Tonight, she lets herself be still. Lets the silence settle. Lets the choice wait for morning.
She pushes off the couch, bare feet crossing the cold floor before she's made the decision conscious. The phone glows face-down on the counter, a rectangle of amber light bleeding against the granite, and her hand reaches for it before her mind catches up—fingers brushing the cold glass, turning it over in one motion that feels like stepping off a ledge.
The screen shows a notification. One new message from Damien Laurent. No three dots—just the word delivered, the timestamp reading 11:47 PM, minutes before she'd walked away to the couch. He replied while she was letting the silence settle, while she was choosing stillness, while his answer was already waiting here in the dark.
She presses her thumb against the home button, and the message opens.
I haven't forgotten either.
Seven words. No punctuation beyond the period. No follow-up, no question, no invitation to continue. Just the acknowledgment she'd been afraid to hope for, delivered with the same measured precision she's come to expect from every photograph of him in the business sections—controlled, deliberate, leaving nothing to chance.
Her thumb hovers over the keyboard. The cursor blinks in the empty text field, waiting for her to fill it with something that matches the weight of what he just gave her. She could say anything. She could say nothing. She could let this sit until morning the way she'd planned, the way she'd told herself she would.

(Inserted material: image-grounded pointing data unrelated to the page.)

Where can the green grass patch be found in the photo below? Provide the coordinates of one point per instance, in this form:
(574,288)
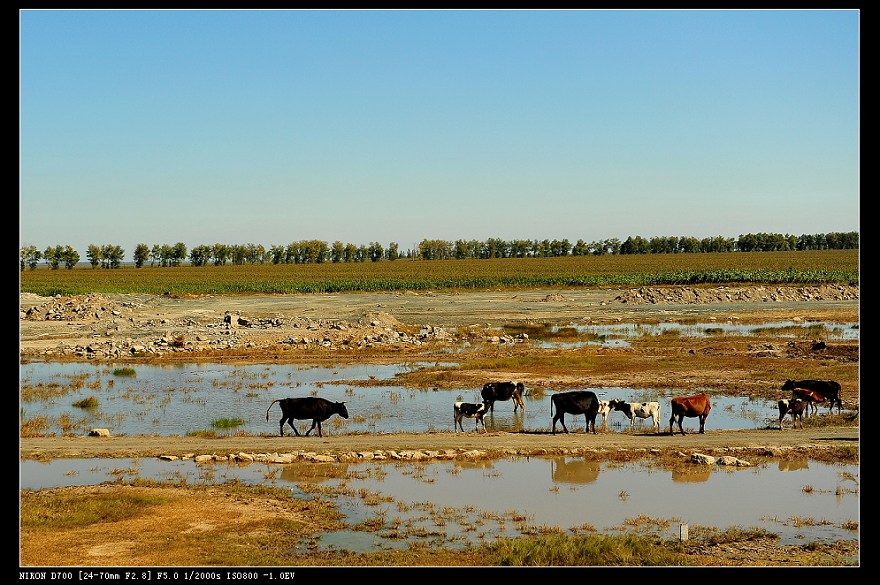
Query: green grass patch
(633,270)
(52,512)
(585,550)
(90,402)
(226,423)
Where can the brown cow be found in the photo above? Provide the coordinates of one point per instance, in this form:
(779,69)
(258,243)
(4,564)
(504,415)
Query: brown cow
(697,405)
(796,407)
(811,397)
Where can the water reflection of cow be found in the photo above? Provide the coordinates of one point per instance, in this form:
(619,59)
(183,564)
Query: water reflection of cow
(690,474)
(793,464)
(576,471)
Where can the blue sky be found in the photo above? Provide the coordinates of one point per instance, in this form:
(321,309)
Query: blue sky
(270,127)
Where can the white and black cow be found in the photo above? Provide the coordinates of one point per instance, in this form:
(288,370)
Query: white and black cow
(308,407)
(796,407)
(493,391)
(469,410)
(827,388)
(638,409)
(604,411)
(583,402)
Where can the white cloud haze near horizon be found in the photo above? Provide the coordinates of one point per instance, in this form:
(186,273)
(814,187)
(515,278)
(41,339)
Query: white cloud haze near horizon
(275,126)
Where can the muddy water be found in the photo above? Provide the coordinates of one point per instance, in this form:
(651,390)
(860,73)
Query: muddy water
(186,398)
(452,503)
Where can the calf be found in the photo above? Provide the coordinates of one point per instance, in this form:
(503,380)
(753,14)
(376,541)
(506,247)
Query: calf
(810,397)
(309,407)
(493,391)
(827,388)
(638,409)
(469,410)
(604,411)
(582,402)
(796,407)
(697,405)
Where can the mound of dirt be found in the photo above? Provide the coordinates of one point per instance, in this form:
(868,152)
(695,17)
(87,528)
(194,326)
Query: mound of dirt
(686,295)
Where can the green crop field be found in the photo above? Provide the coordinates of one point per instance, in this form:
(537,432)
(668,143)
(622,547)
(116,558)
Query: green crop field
(793,268)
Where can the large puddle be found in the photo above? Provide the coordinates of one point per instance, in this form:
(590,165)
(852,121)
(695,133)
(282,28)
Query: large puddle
(390,505)
(452,503)
(188,398)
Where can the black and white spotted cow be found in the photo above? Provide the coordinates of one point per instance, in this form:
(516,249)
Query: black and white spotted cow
(638,409)
(469,410)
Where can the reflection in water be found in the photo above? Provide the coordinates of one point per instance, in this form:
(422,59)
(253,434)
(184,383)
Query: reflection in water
(794,465)
(192,397)
(485,495)
(574,471)
(692,474)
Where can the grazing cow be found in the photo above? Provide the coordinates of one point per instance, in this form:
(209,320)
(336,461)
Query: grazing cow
(469,410)
(810,397)
(796,407)
(309,407)
(638,409)
(604,411)
(827,388)
(582,402)
(493,391)
(697,405)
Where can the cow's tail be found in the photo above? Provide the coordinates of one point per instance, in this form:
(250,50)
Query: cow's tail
(268,409)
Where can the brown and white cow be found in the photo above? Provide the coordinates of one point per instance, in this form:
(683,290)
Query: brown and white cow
(638,409)
(469,410)
(827,388)
(794,406)
(697,406)
(811,397)
(493,391)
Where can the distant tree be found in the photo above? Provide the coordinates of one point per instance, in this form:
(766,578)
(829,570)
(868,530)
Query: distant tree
(29,256)
(111,256)
(141,254)
(71,257)
(350,254)
(337,252)
(375,251)
(53,256)
(94,255)
(220,254)
(519,248)
(277,253)
(200,255)
(155,255)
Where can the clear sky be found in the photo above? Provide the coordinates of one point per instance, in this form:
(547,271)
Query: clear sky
(270,127)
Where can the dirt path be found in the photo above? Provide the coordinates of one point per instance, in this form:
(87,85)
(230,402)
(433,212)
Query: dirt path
(498,443)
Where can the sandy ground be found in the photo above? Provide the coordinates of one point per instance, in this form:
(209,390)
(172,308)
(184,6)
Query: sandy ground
(164,537)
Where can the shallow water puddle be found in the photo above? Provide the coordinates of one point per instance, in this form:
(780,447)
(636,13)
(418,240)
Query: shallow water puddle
(390,505)
(186,398)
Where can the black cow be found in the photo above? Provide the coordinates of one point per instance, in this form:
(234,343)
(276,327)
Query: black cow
(309,407)
(582,402)
(469,410)
(827,388)
(493,391)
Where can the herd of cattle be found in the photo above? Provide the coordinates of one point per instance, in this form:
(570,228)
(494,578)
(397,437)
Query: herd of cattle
(806,394)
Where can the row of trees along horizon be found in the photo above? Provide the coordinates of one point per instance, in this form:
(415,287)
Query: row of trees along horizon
(316,251)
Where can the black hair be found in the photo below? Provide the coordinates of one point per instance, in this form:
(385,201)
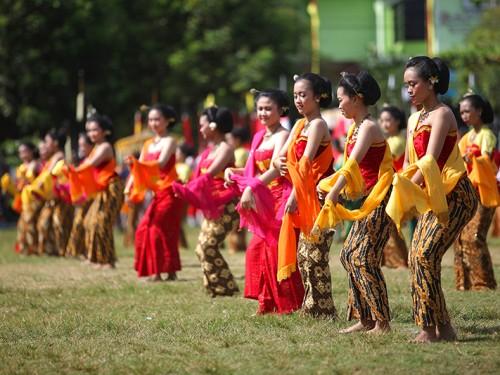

But the glow is still warm in her palm, and his words are still burning on the screen, and the choice she thought she'd deferred is already pressing against her ribs, demanding to be made.
She types: What does that mean?
Her thumb hovers over send. The cursor waits. The night presses against the window, amber and infinite, and she can feel the axis of her careful life tilting another degree toward him with every second she doesn't let the phone fall back to the counter.
She sends it.
The phone buzzes almost immediately—no three dots, no pause, just the sudden arrival of his reply like he'd been holding it ready, waiting for her to ask.
It means I've been standing at my window for the last hour, holding my phone, hoping you'd reach for yours.